Forgetting is a form of death ever present within life…. But forgetting is also the great problem of politics. When a big power wants to deprive a small county of its national consciousness it uses the method of organized forgetting…. A nation which loses awareness of its past gradually loses its self.

The anthology, which includes a wonderful selection of contemporary and archival photography, grew out of a four-week commemoration of the Philippine-American War that took place in February 1999 at New York’s Guggenheim Museum. Just as they did with the multi-media art exhibit, Velasco Shaw and co-editor Luis Francia, a poet, essayist, and author of the memoir Eye of the Fish (Kaya Press, 2001), ask us to reexamine not only the war itself, but also its aftermath. This includes the Philippine diaspora, contemporary pop culture, and the larger scope of U.S. foreign policy in Southeast Asia and elsewhere. Vestiges is partisan, writes Francia, “in the way survivors are partisan, thankful they are alive, taking steps to assure not only that they continue, but that their stories blossom into vigilant insight and mercy.”

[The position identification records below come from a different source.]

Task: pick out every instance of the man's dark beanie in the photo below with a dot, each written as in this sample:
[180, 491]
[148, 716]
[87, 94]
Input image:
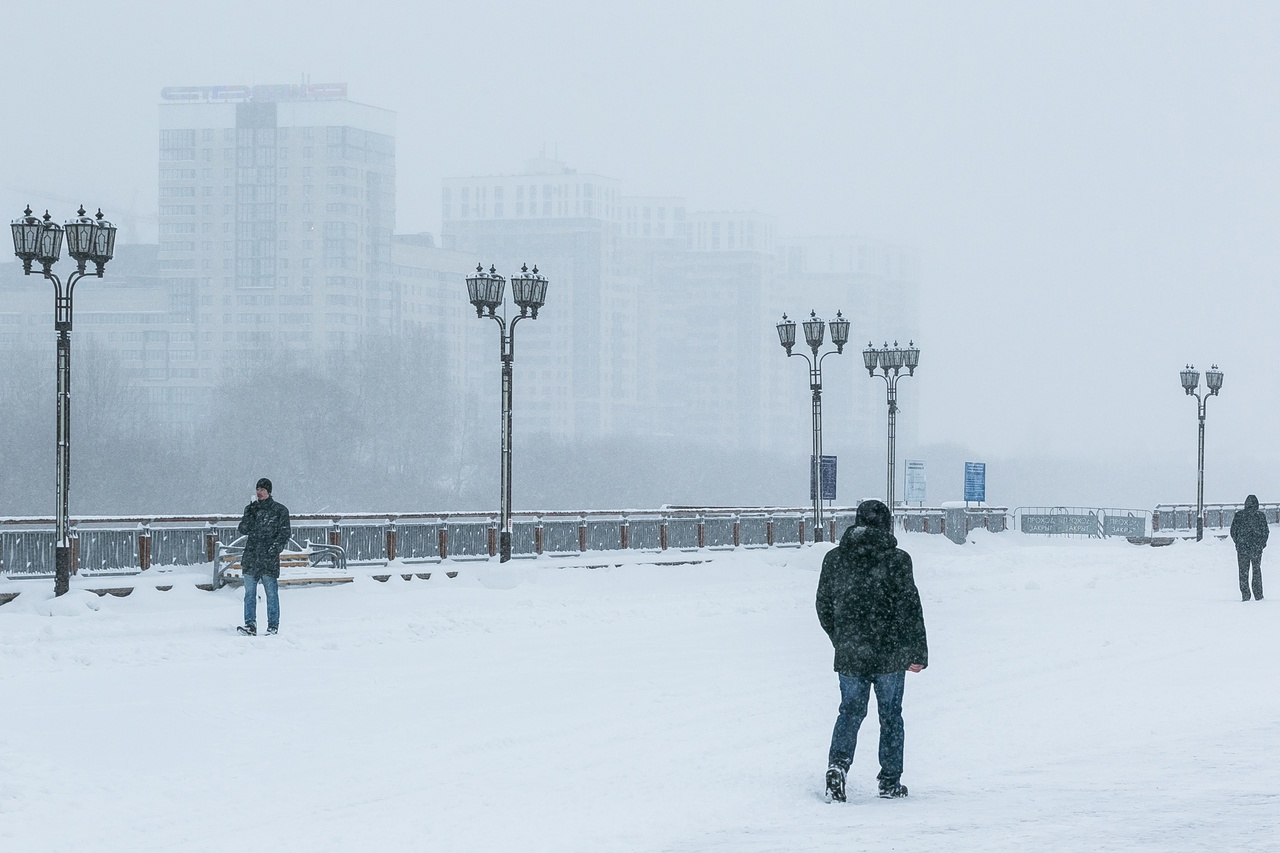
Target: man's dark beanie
[873, 514]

We certainly could use a little of that vigilant insight and mercy right now; this is a work that couldn’t be timelier. At the turn of the 19th century, William McKinley claimed to have a direct pipeline to God. After the three-month Spanish-American War, God kept egging him on, urging him into what would turn into nearly a decade-long war in the former Spanish colony that God and McKinley had helped to liberate. Bypassing the revolutionary Philippine government, the United States forcibly claimed the Philippines for itself, granting it independence in 1946 and maintaining military bases for decades.

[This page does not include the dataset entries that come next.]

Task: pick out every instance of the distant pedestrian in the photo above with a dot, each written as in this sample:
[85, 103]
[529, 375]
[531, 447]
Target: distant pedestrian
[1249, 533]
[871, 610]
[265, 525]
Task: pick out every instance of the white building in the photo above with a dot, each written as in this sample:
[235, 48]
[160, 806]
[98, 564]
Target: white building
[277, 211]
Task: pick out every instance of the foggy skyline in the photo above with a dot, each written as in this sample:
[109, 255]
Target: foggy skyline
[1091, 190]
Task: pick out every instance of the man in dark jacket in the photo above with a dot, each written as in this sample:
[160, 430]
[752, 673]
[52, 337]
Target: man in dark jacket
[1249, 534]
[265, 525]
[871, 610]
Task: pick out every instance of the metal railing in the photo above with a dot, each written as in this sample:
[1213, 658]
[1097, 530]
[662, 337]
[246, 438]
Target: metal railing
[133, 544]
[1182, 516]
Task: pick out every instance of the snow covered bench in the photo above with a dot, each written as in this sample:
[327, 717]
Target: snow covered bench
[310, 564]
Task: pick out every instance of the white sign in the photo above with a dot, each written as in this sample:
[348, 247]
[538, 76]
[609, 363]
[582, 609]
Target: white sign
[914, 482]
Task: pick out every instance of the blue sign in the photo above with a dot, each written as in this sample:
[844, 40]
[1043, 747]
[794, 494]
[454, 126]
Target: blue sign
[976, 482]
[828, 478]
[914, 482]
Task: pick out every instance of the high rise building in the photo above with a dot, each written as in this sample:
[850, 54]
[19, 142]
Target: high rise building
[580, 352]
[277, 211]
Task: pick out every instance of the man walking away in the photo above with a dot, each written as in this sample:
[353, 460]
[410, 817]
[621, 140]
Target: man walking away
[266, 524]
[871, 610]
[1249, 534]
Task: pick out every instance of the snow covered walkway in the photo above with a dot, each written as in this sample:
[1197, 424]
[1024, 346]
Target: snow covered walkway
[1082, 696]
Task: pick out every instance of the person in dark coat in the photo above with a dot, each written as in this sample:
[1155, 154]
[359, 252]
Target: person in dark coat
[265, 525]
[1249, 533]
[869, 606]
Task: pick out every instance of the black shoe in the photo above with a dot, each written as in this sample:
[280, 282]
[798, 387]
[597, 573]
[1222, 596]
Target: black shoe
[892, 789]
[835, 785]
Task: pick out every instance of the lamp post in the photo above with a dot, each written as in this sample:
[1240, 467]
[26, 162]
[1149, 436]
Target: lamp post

Now once again, God is apparently in direct communication with a U.S. president, telling him which countries to invade. And once again, there are U.S. soldiers deployed in the Philippines. In 1991, the Philippine Senate rejected the bases treaty with the United States, but in 1998 the two governments signed the Visiting Forces Agreement (VFA), which gives U.S. troops and warships access to Philippine ports. In the aftermath of September 11, President Gloria Arroyo invoked the VFA and the Mutual Defense Treaty and invited U.S. troops to help fight Abu Sayyaf, which Francia describes as a “kidnap-for-ransom outfit” that may have had ties to Al Qaeda in the past. “The Philippine government and the Bush administration are using the so-called ‘global war on terrorism’ as a Trojan horse,” Francia writes, “pushing their own agendas. [The Philippine government] has offered another front in exchange for U.S. aid, which all but dried up…. Washington sees the gang as an easy target, a possible opening for the Pentagon to regain control of the bases. D’Asia vu.”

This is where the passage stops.